10 de julho de 2026
Política

Prefeitura vai à Justiça para mudar votação sobre FGTS

Nélson Gonçalves
| Tempo de leitura: 3 min

A Prefeitura Municipal de Bauru protocolou no final da tarde de ontem, no Fórum local, mandado de segurança para tentar reverter a rejeição ao projeto de lei que autorizaria o Executivo a avalizar parcelamento de dívida da Empresa Municipal de Desenvolvimento Urbano e Rural (Emdurb) com a Caixa Econômica Federal (CEF).

A medida, inédita no Município do ponto de vista jurídico, visa modificar a proclamação de arquivamento do projeto em função do placar da votação realizada na última segunda-feira pela Câmara Municipal. “Defendemos na ação que o projeto foi aprovado e não rejeitado porque para esse tipo de matéria é necessário o voto favorável da maioria simples (11 vereadores)”, comenta o secretário municipal dos Negócios Jurídicos, Emir Maddi.

O projeto de lei para autorizar a prefeitura a avalizar uma dívida de R$ 2,2 milhões da Emdurb com o Fundo de Garantia por Tempo de Serviço (FGTS) teve 12 votos favoráveis e nove contrários. Diante desse placar, a Mesa Diretora do Legislativo proclamou que a proposta foi rejeitada.

Isso quer dizer que o Legislativo, naquele ato, entendeu que a proposta precisaria de quórum qualificado (maioria absoluta), ou seja, no mínimo 14 votos para a aprovação.

Mas o mandado de segurança, conta Maddi, pretende alterar esse entendimento. “Conforme a Lei Orgânica do Município, o quórum qualificado é exigido para pedido de empréstimo, o que não é o caso”, argumenta o secretário.

Ele aponta que o projeto visava autorizar a entrada da prefeitura como avalista de um parcelamento de débito trabalhista. “Autorizar a prefeitura a ser avalista de dívida do próprio governo é muito diferente de pedir autorizar para empréstimo ou financiamento”, opina o secretário.

O mandado de segurança foi distribuído para a 1ª Vara Cível do Fórum de Bauru. A procuradoria jurídica do Município pediu liminar para que a proclamação do resultado da votação seja alterado até o julgamento do mérito da ação.

O pedido poderá ser deferido ou não nas próximas horas. A consultoria jurídica da Câmara não foi localizada no início da noite de ontem para comentar sobre a ação judicial.
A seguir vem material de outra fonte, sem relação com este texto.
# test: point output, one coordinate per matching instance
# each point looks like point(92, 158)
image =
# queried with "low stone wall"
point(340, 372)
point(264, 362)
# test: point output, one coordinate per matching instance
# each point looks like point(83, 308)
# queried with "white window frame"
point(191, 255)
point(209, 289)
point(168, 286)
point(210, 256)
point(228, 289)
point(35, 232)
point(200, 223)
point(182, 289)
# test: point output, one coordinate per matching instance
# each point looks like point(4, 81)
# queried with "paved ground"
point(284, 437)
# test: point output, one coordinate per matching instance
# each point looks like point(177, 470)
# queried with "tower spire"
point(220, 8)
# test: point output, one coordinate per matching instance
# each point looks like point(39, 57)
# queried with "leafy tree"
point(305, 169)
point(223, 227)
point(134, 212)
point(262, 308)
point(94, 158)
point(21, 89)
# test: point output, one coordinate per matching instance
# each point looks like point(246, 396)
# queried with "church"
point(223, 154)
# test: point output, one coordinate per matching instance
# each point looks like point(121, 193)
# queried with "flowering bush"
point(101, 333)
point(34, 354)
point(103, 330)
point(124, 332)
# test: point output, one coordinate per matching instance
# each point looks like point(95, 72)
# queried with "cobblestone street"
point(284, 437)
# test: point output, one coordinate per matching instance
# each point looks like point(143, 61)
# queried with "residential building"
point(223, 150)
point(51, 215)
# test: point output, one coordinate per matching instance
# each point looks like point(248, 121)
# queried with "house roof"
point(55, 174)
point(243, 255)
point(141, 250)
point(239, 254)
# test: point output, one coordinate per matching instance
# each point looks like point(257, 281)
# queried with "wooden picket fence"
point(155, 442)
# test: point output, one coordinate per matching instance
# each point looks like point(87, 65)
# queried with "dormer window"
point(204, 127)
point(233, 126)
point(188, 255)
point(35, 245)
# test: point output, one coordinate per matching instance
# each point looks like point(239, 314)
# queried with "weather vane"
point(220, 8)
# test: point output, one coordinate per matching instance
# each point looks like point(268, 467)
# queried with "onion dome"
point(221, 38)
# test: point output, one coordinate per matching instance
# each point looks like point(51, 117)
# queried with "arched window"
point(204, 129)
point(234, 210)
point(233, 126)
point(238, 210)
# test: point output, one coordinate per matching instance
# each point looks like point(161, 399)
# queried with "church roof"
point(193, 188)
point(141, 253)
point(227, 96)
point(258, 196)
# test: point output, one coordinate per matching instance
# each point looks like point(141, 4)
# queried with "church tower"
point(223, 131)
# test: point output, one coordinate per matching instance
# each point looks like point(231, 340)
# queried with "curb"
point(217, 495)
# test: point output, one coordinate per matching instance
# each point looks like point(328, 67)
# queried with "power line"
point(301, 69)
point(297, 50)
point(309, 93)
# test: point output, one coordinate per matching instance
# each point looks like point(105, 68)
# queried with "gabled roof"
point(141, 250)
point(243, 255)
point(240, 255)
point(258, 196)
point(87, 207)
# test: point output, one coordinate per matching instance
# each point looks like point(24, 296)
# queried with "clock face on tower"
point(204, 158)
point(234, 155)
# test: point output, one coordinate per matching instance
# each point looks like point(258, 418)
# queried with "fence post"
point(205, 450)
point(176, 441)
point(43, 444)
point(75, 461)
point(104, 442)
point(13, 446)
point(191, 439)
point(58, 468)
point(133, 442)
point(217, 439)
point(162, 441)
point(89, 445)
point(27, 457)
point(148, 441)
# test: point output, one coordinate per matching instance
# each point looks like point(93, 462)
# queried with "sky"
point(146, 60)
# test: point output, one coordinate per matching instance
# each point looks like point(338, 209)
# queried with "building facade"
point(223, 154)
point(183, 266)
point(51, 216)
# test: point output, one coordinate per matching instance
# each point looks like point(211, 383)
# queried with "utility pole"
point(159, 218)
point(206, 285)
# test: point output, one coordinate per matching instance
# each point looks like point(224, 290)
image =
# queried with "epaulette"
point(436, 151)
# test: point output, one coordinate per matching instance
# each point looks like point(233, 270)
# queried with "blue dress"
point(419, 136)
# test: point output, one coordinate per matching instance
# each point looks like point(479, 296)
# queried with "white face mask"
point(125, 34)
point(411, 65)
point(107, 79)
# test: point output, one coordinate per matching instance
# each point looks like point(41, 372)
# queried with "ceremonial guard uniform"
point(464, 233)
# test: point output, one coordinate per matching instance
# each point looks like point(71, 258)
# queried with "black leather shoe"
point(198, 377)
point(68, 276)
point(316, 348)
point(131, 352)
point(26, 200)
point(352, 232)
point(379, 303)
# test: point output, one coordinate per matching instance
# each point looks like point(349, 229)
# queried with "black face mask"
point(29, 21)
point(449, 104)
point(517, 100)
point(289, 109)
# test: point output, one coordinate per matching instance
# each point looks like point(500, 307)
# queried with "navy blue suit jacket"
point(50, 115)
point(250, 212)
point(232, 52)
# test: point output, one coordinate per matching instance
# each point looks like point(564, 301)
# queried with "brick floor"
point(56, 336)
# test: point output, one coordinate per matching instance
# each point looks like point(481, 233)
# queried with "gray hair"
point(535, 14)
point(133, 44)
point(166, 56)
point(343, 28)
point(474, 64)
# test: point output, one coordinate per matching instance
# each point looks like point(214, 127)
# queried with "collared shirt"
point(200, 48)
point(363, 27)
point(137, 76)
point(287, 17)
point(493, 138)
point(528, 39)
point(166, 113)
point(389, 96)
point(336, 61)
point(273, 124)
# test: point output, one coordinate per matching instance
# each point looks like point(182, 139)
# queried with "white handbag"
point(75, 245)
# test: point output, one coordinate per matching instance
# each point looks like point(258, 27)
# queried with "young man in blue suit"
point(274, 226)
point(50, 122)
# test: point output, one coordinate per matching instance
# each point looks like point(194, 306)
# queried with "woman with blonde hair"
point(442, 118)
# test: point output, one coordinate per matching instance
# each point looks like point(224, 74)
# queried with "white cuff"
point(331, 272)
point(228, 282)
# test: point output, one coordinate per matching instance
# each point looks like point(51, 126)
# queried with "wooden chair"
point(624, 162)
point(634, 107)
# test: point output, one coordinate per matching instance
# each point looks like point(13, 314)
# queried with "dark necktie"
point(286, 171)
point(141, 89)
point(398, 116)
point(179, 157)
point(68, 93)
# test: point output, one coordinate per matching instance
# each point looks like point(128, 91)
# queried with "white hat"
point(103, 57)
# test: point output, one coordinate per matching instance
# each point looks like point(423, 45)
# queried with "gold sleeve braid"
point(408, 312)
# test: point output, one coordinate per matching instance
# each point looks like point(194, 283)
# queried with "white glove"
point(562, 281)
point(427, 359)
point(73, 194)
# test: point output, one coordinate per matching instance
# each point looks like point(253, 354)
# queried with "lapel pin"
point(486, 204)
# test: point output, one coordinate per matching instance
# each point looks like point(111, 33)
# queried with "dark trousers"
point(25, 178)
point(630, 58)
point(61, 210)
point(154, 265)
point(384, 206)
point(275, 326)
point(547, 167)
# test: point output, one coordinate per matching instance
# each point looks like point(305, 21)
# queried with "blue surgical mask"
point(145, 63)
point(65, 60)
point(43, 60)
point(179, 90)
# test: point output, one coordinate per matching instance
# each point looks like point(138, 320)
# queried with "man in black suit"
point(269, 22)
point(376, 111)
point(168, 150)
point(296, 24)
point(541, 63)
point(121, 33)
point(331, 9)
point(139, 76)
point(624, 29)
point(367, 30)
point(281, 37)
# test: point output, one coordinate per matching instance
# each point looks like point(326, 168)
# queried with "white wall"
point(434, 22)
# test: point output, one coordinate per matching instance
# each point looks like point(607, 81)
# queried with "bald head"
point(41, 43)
O Legislativo será chamado a se manifestar sobre o processo.

Equívoco

O prefeito Nilson Costa (PTB) procurou contemporizar ao comentar o assunto. “Nós estamos pleiteando na Justiça a alteração da proclamação do resultado de rejeitado para aprovado em função de um equívoco na homologação da votação”, disse.

A proclamação do resultado é ato do presidente da Câmara, Renato Purini (PMDB), com quem o Executivo tem boa relação política. “O presidente do Legislativo compreende a importância desse projeto para o Município e defendeu inclusive sua aprovação. A discussão judicial é questão de interpretação”, cita.

A importância do projeto a que se refere o prefeito tem relação com o pedido de financiamento para o tratamento de esgoto que está em andamento também na CEF. “Sem o parcelamento da dívida do FGTS, o Município não preenche os requisitos para obter o financiamento para o tratamento de esgoto”, ressalta Nilson.

A prefeitura pleitea cerca de R$ 60 milhões para tratar o esgoto. Esta solicitação vai depender de aprovação pela Câmara e, neste caso, o prefeito terá que contar com pelo menos 14 votos.